Gone are the scary zombies that always seem locked in on your location. We encountered zombies that won't attack even if you run next to them or zombies that will actually run away from you! These could be bugged moments, but it happens so often we have to presume this is how the zombies are in Vanguard. Objectives get boring, and the zombies are dumb... Overall, CoD: Vanguard zombie mode is not worth even touching.
Okay, let's focus on what many people probably buy Call of Duty for: the multiplayer. CoD: Vanguard does indeed feature a multiplayer mode, and we have a lot to say about it. While it works and isn't as bad as some previous entries in CoD—we're looking at you, Black Ops 4—this isn't that great in the end.
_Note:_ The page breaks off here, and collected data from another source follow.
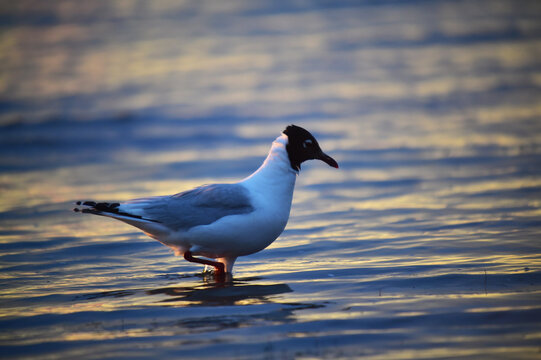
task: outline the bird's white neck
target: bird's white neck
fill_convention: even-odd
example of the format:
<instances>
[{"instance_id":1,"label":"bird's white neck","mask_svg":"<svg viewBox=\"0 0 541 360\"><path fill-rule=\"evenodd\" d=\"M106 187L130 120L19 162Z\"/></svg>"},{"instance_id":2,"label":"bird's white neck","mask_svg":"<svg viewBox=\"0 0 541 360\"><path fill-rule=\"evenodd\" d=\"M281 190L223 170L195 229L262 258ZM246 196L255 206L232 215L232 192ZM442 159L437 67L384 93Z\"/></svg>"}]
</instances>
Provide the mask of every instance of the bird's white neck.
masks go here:
<instances>
[{"instance_id":1,"label":"bird's white neck","mask_svg":"<svg viewBox=\"0 0 541 360\"><path fill-rule=\"evenodd\" d=\"M278 190L277 188L282 188L292 194L298 171L294 170L289 162L286 150L287 141L285 134L277 137L263 164L242 182L247 185L260 184L258 186L261 189L264 189L265 186L271 187L275 191Z\"/></svg>"}]
</instances>

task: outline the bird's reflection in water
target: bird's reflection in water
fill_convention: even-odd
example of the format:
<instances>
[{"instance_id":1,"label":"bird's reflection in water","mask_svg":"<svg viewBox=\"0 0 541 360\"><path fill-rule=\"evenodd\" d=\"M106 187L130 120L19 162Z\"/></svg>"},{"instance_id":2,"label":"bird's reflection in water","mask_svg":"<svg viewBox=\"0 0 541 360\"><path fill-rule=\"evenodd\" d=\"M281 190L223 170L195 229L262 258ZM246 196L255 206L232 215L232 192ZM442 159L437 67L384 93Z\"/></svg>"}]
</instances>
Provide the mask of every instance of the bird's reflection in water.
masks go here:
<instances>
[{"instance_id":1,"label":"bird's reflection in water","mask_svg":"<svg viewBox=\"0 0 541 360\"><path fill-rule=\"evenodd\" d=\"M225 282L205 281L191 287L164 287L147 290L146 294L166 295L167 298L161 302L167 305L178 303L184 306L224 306L269 303L269 296L293 291L287 284L257 285L249 284L250 280L255 278L229 279Z\"/></svg>"},{"instance_id":2,"label":"bird's reflection in water","mask_svg":"<svg viewBox=\"0 0 541 360\"><path fill-rule=\"evenodd\" d=\"M268 284L261 278L211 281L200 275L165 274L171 280L167 287L156 289L122 289L77 296L74 301L107 303L107 312L94 311L94 329L111 331L120 323L119 336L126 331L137 334L175 336L213 333L223 329L266 326L296 321L295 312L321 307L321 304L283 302L280 294L293 290L287 284ZM212 278L211 278L212 279ZM180 286L184 284L184 286ZM140 305L146 305L140 307ZM135 307L138 310L134 310ZM156 306L157 305L157 306ZM111 311L115 308L118 311ZM176 308L173 312L166 308ZM189 308L189 310L187 310ZM128 311L126 311L128 310ZM140 316L130 317L131 310ZM113 330L113 332L116 330ZM215 339L209 340L210 342ZM179 339L191 344L193 339Z\"/></svg>"}]
</instances>

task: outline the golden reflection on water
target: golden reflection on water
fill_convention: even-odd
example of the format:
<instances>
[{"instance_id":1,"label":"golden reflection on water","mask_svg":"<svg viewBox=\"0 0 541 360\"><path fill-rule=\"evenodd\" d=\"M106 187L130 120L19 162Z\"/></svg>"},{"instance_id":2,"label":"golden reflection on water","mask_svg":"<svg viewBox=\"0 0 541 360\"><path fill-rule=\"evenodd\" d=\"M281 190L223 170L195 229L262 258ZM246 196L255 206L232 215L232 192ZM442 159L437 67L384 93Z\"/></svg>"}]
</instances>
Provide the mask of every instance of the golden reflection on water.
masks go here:
<instances>
[{"instance_id":1,"label":"golden reflection on water","mask_svg":"<svg viewBox=\"0 0 541 360\"><path fill-rule=\"evenodd\" d=\"M190 6L167 3L163 9L185 7ZM62 16L66 20L78 16L75 12L66 13L60 9L51 7L49 10L64 14ZM146 16L161 14L162 10L148 7ZM126 31L134 31L138 36L120 42L114 39L111 42L97 41L110 34L112 25L107 22L107 16L103 21L98 19L85 25L67 21L48 27L8 29L1 37L0 49L3 51L0 53L6 63L5 69L12 71L4 72L0 91L10 99L96 94L99 96L98 107L87 109L90 111L135 111L149 106L175 106L182 108L182 114L186 115L205 114L209 107L234 105L240 107L240 111L253 115L279 115L288 110L299 113L309 112L310 107L314 106L329 106L331 104L327 100L334 98L419 99L479 93L517 81L535 82L540 76L536 71L528 79L506 74L507 70L535 67L541 56L541 43L535 39L475 45L427 43L422 47L374 47L369 51L352 48L345 54L334 54L329 50L329 44L342 39L377 43L386 39L422 41L429 38L429 32L433 29L415 20L407 23L385 21L383 24L369 21L366 25L358 20L351 27L344 26L329 32L325 26L318 25L325 24L327 18L322 18L319 12L295 14L296 20L293 22L290 21L290 14L261 14L257 20L243 17L242 22L228 23L228 30L237 31L232 36L227 32L220 35L205 31L198 16L194 16L175 24L178 30L172 36L168 32L168 27L172 26L169 21L158 22L154 27L145 20L132 22L127 14L134 10L119 11L114 5L96 5L94 11L118 13L119 19L126 21ZM329 13L326 15L348 15L344 9L327 11ZM376 18L398 16L403 19L403 14L395 13L392 8L386 11L389 13L377 13ZM362 18L369 16L368 13L358 14ZM414 19L416 15L412 13L411 16ZM237 29L237 23L243 24L244 31ZM522 23L524 31L528 28L526 24ZM483 23L445 19L439 31L442 35L453 37L479 31L501 31L504 26L496 20ZM284 34L266 35L263 32L258 35L257 41L250 41L245 34L251 28L282 31ZM289 36L288 28L296 35ZM199 30L198 36L193 36L194 29ZM84 51L77 51L70 47L74 43L89 45ZM222 50L222 44L227 46L228 51ZM273 70L282 64L301 67L299 54L302 51L329 53L329 61L347 56L345 58L355 64L354 70L363 76L324 78L325 73L311 67L302 67L300 73ZM20 65L21 61L23 66ZM485 63L497 64L501 72L471 71ZM396 64L406 66L402 71L412 77L412 81L394 76ZM59 77L61 81L58 81ZM21 78L25 81L20 81ZM300 82L306 80L310 81L310 86L300 86ZM187 82L191 85L179 86ZM127 84L144 85L148 90L122 94L121 89ZM118 96L100 96L100 93L115 91ZM201 96L202 93L205 96ZM344 106L349 105L342 104L342 109Z\"/></svg>"},{"instance_id":2,"label":"golden reflection on water","mask_svg":"<svg viewBox=\"0 0 541 360\"><path fill-rule=\"evenodd\" d=\"M15 104L0 113L0 125L19 126L14 128L22 143L42 150L33 151L49 166L40 167L24 150L1 158L2 166L15 170L0 174L0 212L6 215L0 244L22 245L2 252L7 260L0 279L10 286L0 290L6 304L0 318L24 321L36 315L157 307L192 307L198 316L208 316L206 309L216 304L190 295L212 288L200 277L173 276L199 268L135 235L128 225L72 213L72 203L122 201L235 181L257 167L239 164L251 164L255 157L262 161L291 122L314 132L341 168L303 164L287 231L265 252L237 262L238 278L255 279L249 281L258 285L283 281L292 291L222 306L308 304L288 321L311 327L312 322L406 319L410 325L382 332L415 335L430 328L415 323L424 316L540 310L535 274L541 268L536 242L541 180L534 157L541 143L536 98L541 42L538 24L526 17L509 23L527 36L498 37L509 31L502 14L511 2L499 1L490 9L476 2L434 2L422 11L410 4L364 11L263 11L253 17L240 10L261 10L260 5L242 2L149 2L144 16L136 3L124 1L32 4L36 7L28 11L46 8L60 20L7 26L0 35L0 94ZM154 18L186 9L193 16L182 21ZM486 11L498 15L485 16ZM440 21L424 21L419 14L425 13L440 14ZM89 18L81 21L82 14ZM219 31L208 14L222 19ZM482 40L485 35L489 40ZM469 36L475 41L468 42ZM146 119L146 111L154 114L149 109L158 109L157 121ZM143 115L117 128L100 126L112 134L111 144L122 137L116 132L133 128L128 138L133 142L112 146L95 162L55 161L58 153L48 150L57 145L74 157L79 153L62 136L25 128L56 117L71 125L125 111ZM190 126L177 126L180 122ZM57 130L63 125L43 131ZM209 142L218 140L212 146L183 143L198 137L206 141L202 134ZM171 140L176 137L178 144ZM162 142L167 146L153 148ZM189 164L202 165L191 172L184 167ZM237 170L229 170L229 164ZM179 320L175 316L171 322ZM189 326L145 321L136 328L119 325L120 330L79 324L69 331L60 327L48 340L36 335L17 341L114 343L151 336L177 341L179 334L193 335ZM283 325L272 317L264 321ZM239 321L239 329L254 323ZM287 336L309 339L311 331L320 338L380 335L370 328L300 326ZM509 336L540 335L530 328ZM473 342L488 341L488 336L440 333L424 341L429 348L368 358L475 357L480 350ZM429 346L450 341L462 348ZM502 345L491 347L490 354L531 350Z\"/></svg>"}]
</instances>

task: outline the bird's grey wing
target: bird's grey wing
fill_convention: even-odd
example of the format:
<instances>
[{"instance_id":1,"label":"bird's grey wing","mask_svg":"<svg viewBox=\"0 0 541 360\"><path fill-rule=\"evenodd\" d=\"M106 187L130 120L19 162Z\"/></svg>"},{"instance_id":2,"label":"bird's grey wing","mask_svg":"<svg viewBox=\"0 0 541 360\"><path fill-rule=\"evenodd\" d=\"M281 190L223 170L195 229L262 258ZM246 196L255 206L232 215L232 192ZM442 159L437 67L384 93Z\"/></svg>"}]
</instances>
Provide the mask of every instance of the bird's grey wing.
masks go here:
<instances>
[{"instance_id":1,"label":"bird's grey wing","mask_svg":"<svg viewBox=\"0 0 541 360\"><path fill-rule=\"evenodd\" d=\"M239 184L205 185L171 196L136 200L140 214L173 230L208 225L229 215L253 211L248 190ZM126 204L127 205L127 204Z\"/></svg>"}]
</instances>

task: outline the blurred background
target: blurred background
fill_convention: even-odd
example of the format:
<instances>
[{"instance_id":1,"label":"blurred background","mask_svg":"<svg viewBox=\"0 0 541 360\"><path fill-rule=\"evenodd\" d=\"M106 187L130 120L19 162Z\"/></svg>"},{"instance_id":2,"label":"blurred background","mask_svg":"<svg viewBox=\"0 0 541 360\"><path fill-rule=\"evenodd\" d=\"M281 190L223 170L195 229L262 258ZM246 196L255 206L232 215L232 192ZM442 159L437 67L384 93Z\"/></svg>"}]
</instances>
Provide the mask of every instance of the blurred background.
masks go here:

Without diving into pages of what is wrong or right about Call of Duty: Vanguard's multiplayer, we will just talk about our experiences while playing. Most of the strength in Vanguard's multiplayer lies with the exciting gunplay and frantic gameplay—as well as the new maps—but that is also where the multiplayer kind of lacks oomph. There is really nothing new to Vanguard, and there are some broken weapons that make this game almost unbalanced.
Veterans of multiplayer will probably have more issues with the unbalancing issues with CoD: Vanguard, but we enjoyed ourselves and are kind of used to weapons being unbalanced in most of the games.
Lastly, let's talk about the maps and modes. The new maps like Decoy, Eagle's Next, and Numa Numa really lead to some excellent gaming sessions. The new modes, however, are kind of cool but get boring quite quickly. Champion Hill is great…the first few times you play; then it just feels extremely repetitive. Patrol fairs a bit better though as an objective mode that constantly pushes players to move and not just idle. Overall, Call of Duty: Vanguard multiplayer-wise is fine and most will play for hundreds of hours, but don't expect too much to be radically different than most CoD titles.
Call of Duty: Vanguard has the potential to be a series like the Black Ops games, and we would love to see another Vanguard game in the future. The campaign is fun, the multiplayer works, and the zombies…are there...kind of.
As a complete experience, it's one of the better games in the franchise, even if it has a weak zombie mode and a short campaign. For the price of admission, you're getting a lot of content that will keep most fans happy and none of the content—aside from zombies—is so bad you'll play once and put Vanguard down. We liked our time with CoD: Vanguard, and that is what matters most!